A scheduled task manager triggers recurring jobs on cron schedules reliably across distributed infrastructure. The core problems are: parsing cron expressions correctly across timezones, ensuring exactly one scheduler instance fires each task (distributed locking), and recovering gracefully when the scheduler was down and missed scheduled runs.
Cron Expression Parsing
The croniter Python library parses standard 5-field and 6-field cron expressions and computes future run times relative to any reference datetime. Timezone-awareness is critical: a job scheduled for “0 9 * * *” should fire at 9:00 AM in the task's configured timezone, not UTC.
from croniter import croniter
from datetime import datetime
import pytz
def compute_next_run(cron_expr: str, tz_name: str,
after_dt: datetime = None) -> datetime:
tz = pytz.timezone(tz_name)
now_local = datetime.now(tz) if after_dt is None else after_dt.astimezone(tz)
cron = croniter(cron_expr, now_local)
next_local = cron.get_next(datetime)
return next_local.astimezone(pytz.utc)
The next_run_at column always stores UTC. Display to users converts back to the task's timezone.
Distributed Leader Election
Running multiple scheduler instances is necessary for high availability, but only one should fire tasks at any given time (otherwise the same task dispatches twice). Redis SETNX-based leader election solves this:
- Each scheduler instance attempts to SET a lock key with NX (only set if not exists) and a TTL (e.g., 30 seconds).
- The instance that succeeds is the leader and runs the dispatch loop.
- The leader refreshes (resets TTL) the lock every 10 seconds as a heartbeat.
- If the leader crashes, the TTL expires and another instance takes over within 30 seconds.
Lock contention is extremely low because only one instance wins per TTL window.
Task Dispatch Loop
The leader runs the dispatch loop every 10 seconds:
- Query tasks WHERE next_run_at <= NOW() AND status = 'active'.
- For each due task: INSERT into task_execution with scheduled_for = next_run_at (unique constraint prevents duplicates), then enqueue the task payload to Celery or SQS.
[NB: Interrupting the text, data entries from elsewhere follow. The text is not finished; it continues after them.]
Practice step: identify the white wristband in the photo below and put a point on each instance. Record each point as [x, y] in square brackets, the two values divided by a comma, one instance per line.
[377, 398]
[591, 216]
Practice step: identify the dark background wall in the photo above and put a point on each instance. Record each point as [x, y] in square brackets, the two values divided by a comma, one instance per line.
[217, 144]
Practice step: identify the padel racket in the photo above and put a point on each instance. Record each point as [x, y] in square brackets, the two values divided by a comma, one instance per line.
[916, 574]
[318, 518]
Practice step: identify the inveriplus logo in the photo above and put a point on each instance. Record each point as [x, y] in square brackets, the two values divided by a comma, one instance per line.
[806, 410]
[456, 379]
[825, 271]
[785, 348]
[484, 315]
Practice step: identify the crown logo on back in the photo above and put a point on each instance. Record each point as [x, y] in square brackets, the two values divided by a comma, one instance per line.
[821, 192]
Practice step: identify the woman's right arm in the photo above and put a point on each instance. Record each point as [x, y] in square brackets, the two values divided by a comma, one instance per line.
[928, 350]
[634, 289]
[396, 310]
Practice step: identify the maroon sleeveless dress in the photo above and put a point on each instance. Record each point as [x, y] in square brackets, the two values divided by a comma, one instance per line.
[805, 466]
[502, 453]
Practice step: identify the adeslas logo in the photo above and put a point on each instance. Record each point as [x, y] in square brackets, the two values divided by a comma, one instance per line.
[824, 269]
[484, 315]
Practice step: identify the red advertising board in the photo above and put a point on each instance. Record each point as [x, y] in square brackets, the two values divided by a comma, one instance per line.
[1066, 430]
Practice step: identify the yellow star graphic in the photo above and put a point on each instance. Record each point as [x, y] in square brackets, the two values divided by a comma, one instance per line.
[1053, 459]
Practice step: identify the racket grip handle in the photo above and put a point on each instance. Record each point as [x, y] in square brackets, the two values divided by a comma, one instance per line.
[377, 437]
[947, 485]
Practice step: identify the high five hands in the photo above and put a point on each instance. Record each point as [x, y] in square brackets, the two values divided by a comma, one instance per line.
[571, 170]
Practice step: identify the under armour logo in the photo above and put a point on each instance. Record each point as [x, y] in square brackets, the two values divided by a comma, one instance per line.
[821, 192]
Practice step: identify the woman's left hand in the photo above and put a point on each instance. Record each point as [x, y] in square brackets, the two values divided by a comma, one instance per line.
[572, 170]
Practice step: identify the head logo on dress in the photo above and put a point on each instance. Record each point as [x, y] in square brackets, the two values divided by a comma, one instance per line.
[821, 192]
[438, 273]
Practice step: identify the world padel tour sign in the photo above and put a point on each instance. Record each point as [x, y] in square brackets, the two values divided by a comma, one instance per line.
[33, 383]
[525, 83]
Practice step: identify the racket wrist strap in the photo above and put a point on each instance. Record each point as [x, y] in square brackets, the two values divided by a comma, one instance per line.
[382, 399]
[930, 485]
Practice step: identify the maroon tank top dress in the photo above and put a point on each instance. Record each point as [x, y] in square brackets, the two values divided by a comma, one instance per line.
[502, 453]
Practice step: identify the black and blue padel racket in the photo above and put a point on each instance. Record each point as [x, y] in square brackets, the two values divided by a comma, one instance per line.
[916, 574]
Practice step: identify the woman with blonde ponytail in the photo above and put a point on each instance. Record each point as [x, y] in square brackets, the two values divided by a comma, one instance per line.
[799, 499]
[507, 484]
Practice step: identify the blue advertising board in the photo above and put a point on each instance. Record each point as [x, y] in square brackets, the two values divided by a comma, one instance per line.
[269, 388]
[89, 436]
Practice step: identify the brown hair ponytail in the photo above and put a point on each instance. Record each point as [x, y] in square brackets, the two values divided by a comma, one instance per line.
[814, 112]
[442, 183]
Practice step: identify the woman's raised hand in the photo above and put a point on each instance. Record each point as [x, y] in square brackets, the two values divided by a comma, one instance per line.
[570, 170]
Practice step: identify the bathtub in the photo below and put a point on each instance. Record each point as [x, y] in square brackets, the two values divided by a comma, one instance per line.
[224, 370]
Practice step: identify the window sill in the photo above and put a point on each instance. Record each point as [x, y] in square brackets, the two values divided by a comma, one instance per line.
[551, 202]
- UPDATE scheduled_task SET last_run_at = NOW(), next_run_at = compute_next_run(…).
The unique constraint on (task_id, scheduled_for) is the idempotency guard: even if two scheduler instances briefly overlap during leader handoff, the second INSERT fails and no duplicate dispatch occurs.
Missed Run Detection and Catch-Up
When the scheduler has been offline (deploy, crash, maintenance), tasks accumulate missed runs. On lock acquisition, the new leader checks for tasks where last_run_at is earlier than the most recently expected run time:
expected_run = most_recent_scheduled_time_before_now(cron_expr, tz)
if last_run_at < expected_run - max_delay:
# missed run detected -- trigger catch-up
pass
Catch-up fires the missed run immediately. However, to avoid a thundering herd when many tasks were missed (e.g., 4-hour outage with hourly tasks), runs older than the configured max_delay_minutes are skipped rather than replayed. This prevents a sudden burst of stale work flooding downstream systems.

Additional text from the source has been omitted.